GOMACO World Index --- GOMACO World 32.2 - July 2004
Dormark Construction slipforms 34 inch (864 mm) tall parapet wall with their Commander III on two bridges near Holly Springs, Iowa.
Dormark Construction, based out of Grimes, Iowa, specializes in slipforming bridge parapet. They have a GT-6300 with a barrier mold and they travel with their machine across Iowa and four of the surrounding states. Just last year, they purchased another machine, a Commander III, and it's been working non-stop pouring wall ever since.
The Commander III, according to Dormark, is an ideal machine for wall work and they utilize many of the machine's features. A steady, smooth working speed, All-Track Steering and Selective Steer are just a few of their favorites.
"The Commander III is just an excellent machine," Russ Vetter, concrete paving superintendent for Dormark, said. "For us, it's not how fast it can go, but how smooth it is at low operating speeds. When you're pouring a barrier, you're going at a particularly slow rate and this machine is incredibly smooth at a slow speed."
On a recent project near Holly Springs, Iowa, the company slipformed parapet for two separate bridges, approximately 600 feet (183 m) of parapet. The wall is a state of Iowa standard 34 inch (864 mm) tall parapet over continuous steel reinforcing.
Stringline setup is an important aspect of their work and Dormark has developed a unique method for measuring its placement.
"Normally you're told to set the stringline off the edge of the bridge," Vetter explained. "What we do is measure off the inside bar of our steel. Once it's set, we go back and eyeball the string and make it straight. This way the steel stays centered in the wall and the machine is pouring the wall so it will follow that steel and keep it in the center."
Their sensor placement also varies from the norm.
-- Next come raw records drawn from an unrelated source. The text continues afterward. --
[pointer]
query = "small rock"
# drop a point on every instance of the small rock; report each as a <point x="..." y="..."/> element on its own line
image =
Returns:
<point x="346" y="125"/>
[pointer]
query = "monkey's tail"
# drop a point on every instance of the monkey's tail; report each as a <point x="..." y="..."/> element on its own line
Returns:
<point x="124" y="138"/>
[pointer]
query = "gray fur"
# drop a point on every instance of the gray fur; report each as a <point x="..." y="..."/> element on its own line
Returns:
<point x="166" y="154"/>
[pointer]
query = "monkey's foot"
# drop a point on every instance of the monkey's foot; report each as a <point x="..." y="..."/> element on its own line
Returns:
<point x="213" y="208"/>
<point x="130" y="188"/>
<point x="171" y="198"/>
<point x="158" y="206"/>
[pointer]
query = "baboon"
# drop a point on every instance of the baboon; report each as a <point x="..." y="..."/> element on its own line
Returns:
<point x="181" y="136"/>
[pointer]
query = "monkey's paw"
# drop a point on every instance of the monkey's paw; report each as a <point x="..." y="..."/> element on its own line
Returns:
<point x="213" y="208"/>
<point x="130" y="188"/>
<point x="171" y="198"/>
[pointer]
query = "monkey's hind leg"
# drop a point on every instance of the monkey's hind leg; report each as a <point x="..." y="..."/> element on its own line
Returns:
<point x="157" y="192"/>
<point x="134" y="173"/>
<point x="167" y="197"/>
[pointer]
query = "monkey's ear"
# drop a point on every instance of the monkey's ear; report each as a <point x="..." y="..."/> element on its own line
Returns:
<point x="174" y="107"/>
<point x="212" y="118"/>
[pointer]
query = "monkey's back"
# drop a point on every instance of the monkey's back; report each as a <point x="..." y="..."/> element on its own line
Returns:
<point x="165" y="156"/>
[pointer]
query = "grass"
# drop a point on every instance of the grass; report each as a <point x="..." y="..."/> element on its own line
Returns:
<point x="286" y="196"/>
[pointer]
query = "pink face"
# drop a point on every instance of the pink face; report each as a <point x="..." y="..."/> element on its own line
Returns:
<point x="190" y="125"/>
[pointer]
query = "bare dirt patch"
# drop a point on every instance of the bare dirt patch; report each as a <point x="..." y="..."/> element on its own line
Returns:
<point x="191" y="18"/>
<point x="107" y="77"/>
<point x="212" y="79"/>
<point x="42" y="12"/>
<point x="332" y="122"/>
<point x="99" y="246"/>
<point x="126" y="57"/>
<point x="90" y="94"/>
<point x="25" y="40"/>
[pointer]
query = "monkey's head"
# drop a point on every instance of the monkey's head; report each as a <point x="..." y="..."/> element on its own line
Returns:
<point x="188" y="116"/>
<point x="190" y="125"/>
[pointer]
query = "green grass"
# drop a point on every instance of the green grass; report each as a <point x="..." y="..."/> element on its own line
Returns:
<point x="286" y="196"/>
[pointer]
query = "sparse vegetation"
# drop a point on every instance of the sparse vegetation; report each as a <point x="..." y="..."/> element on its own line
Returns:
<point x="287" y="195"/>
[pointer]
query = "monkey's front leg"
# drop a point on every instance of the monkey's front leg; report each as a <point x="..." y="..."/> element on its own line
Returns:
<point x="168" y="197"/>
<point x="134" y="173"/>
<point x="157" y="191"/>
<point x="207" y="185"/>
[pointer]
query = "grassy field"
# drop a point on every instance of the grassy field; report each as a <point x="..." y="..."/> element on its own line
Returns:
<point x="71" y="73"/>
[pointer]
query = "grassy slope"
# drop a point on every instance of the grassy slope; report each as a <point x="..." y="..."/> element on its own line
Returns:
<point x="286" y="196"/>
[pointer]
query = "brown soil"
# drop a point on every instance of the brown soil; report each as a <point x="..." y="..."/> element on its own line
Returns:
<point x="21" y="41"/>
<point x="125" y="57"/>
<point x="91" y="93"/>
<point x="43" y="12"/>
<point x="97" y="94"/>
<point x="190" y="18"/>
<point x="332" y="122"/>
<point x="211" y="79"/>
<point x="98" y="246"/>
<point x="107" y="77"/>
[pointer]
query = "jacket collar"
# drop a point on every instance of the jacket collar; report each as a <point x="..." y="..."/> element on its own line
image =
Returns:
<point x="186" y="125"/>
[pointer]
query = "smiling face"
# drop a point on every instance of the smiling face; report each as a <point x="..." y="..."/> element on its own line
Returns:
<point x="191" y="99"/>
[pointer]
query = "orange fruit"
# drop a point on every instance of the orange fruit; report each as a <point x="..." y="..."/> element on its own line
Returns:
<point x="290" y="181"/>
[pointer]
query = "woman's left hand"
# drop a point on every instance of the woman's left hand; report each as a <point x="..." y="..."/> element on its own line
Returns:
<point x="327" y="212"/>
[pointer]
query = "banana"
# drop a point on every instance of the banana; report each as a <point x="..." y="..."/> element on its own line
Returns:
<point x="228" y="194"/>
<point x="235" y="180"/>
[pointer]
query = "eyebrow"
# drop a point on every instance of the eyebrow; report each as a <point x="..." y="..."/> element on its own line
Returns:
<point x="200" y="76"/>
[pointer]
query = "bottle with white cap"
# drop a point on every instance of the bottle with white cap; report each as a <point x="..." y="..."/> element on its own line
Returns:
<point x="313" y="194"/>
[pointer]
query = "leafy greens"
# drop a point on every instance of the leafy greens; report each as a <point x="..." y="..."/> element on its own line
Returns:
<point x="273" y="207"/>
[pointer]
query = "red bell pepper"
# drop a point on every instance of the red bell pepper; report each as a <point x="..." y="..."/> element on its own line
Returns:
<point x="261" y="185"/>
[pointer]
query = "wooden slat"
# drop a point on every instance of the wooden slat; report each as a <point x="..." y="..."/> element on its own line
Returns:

They prefer to run their sensor ahead of the front leg instead of positioning it in front of the mold.
"Having the sensor in front makes that track stay on line that much better and the less that track has to work, the better off we are," Vetter said.
They use a state of Iowa D-57 concrete mix that contains 15 percent Type-F fly ash and a percentage of water reducer to help increase the air content. Slump averages 1.25 inches (32 mm).
Speed isn't a factor in completing their work and the production rate doesn't dictate their standard of quality.
Dormark positions their sensor ahead of the front leg instead of positioning it in front of the mold. They feel that because of its placement there, they get a much better product out the back of the mold.
"We did a 44 inch (1118 mm) full median wall in Des Moines recently and we averaged 1400 feet (427 m) in a 12-hour day," Vetter said. "It's really not how fast you can go or how much production you can get down in a day, it's the quality of the work that you put out. You don't want to go any faster than your finishers can keep up with or any faster than your concrete supply."
They also need a machine on their projects that is easy to maneuver. Once one side of bridge parapet is slipformed, the machine has to be taken off line, turned around, put back on line, and be ready to pour the second side. Most of the time, this maneuvering has to be done in tight conditions with little room to move.
"Selective Steer is an invaluable use on this Commander III," Vetter said. "We can turn the machine around on a dime and All-Track Steering gets us back on line in no time. Crab steer, rear steer, front steer... the machine just steers itself up to and on the stringline."
Work behind the machine is kept to a minimum. Workers apply a broom finish and apply curing compound. No expansion joints are necessary on these two bridge decks near Holly Springs because of their short lengths.
The bridges were finished in less than two days and the Commander III was loaded up and headed towards its next project in Des Moines. No matter what the size of the project they're slipforming, Dormark has a few simple rules that they follow every time to ensure success.
"You have to take the time to know your job site in advance... what it looks like, logistics of it, getting your ready-mix trucks in, scheduling your concrete, and knowing if there are going to be any obstacles that will come into play," Vetter said. "Little things like that can add up to big things in the end. Working with a GOMACO machine is fantastic, too. GOMACO builds an outstanding product."
The Commander III’s Selective Steering allows Dormark to maneuver the machine around tight job-site conditions.